Choosing the wrong development partner can set you back months and cost tens of thousands of dollars. Here’s how to evaluate your options and avoid the common pitfalls.
The Core Questions
1. Have They Built Something Similar?
This seems obvious but many founders skip it. Ask for examples of similar projects—not just similar technology, but similar business problems.
Building a marketplace is different from building a SaaS tool. Building for consumers is different from building for enterprises. Experience in your domain matters.
2. Who Actually Does the Work?
Agencies often use the “bait and switch”: senior people on the sales call, junior people on the project. Ask directly: Who will be coding? Can I meet them? What’s their experience?
3. How Do They Handle Scope Changes?
Every project has scope changes. The question is how they’re handled.
Red flags: “We charge hourly for any changes” or “Everything is fixed-price, no changes allowed.”
Green flags: “We use weekly sprints and reprioritize based on what we learn” or “We have a clear process for evaluating change requests.”
4. What Happens After Launch?
A launched product needs maintenance, bug fixes, and updates. What does ongoing support look like? What are the costs? Will the same team be available?
Many agencies disappear after launch, leaving you scrambling to find someone who can work with unfamiliar code.
5. How Do They Communicate?
Ask about their communication cadence. Weekly updates? Daily standups? Slack access?

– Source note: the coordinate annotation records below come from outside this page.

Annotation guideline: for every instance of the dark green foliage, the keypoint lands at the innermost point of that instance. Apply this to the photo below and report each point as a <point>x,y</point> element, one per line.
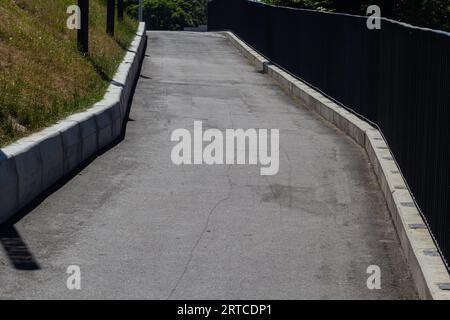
<point>170,14</point>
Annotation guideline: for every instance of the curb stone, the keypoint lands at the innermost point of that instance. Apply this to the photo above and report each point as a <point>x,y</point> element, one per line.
<point>33,164</point>
<point>428,271</point>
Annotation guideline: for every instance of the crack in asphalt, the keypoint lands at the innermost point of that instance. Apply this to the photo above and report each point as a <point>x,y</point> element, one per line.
<point>205,227</point>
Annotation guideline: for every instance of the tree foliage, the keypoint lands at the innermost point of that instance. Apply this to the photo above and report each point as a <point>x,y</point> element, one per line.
<point>170,14</point>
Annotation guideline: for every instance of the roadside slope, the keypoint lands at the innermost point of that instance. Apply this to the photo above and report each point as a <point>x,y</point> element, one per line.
<point>43,78</point>
<point>141,227</point>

The right answer depends on your preferences, but there should be a clear answer. “We’ll figure it out” is a red flag.
Red Flags
Promising Too Much
“Yes, we can build that in 2 weeks” for something complex. “No problem” to every request. If they never push back on scope or timeline, they’re either lying or don’t understand the work.
No Portfolio Depth
A flashy website with “trusted by” logos but no detailed case studies. Ask to see actual projects, talk to actual clients, understand actual challenges they solved.
Unclear Pricing
“It depends” without being able to give even a range. Good partners can estimate based on experience. If they can’t give you ballpark numbers, they either haven’t done similar work or aren’t being transparent.
Tech-First Thinking
They want to talk about frameworks and architectures before understanding your business problem. Technology choices should serve business goals, not the other way around.
No Product Thinking
They wait for detailed specifications rather than helping you figure out what to build. The best partners challenge requirements, suggest simpler alternatives, and help you avoid building the wrong thing.
Green Flags
They Say No
Partners who push back on unrealistic timelines, unnecessary features, and premature optimization are protecting your interests.
Clear Process
They can explain exactly how the project will work: milestones, deliverables, communication rhythm, decision points.
References Check Out
When you talk to past clients, they describe realistic experiences: challenges that came up, how they were handled, what they’d do differently.
They Ask Hard Questions
Good partners dig into your business model, your users, your constraints. They need to understand the problem before proposing solutions.
Ownership Handoff
They build systems that you own, with documentation, and without dependency on them. Some agencies create lock-in deliberately.
The Interview Process
- Initial call: Do they understand your problem? Do you trust them?
- Portfolio review: See real work, ask detailed questions
- Reference calls: Talk to past clients without the partner present
- Proposal review: Is the scope clear? Is the pricing reasonable?
- Small test project: If possible, start with a limited engagement
Trust your gut. If something feels off in the sales process, it will be worse during the project.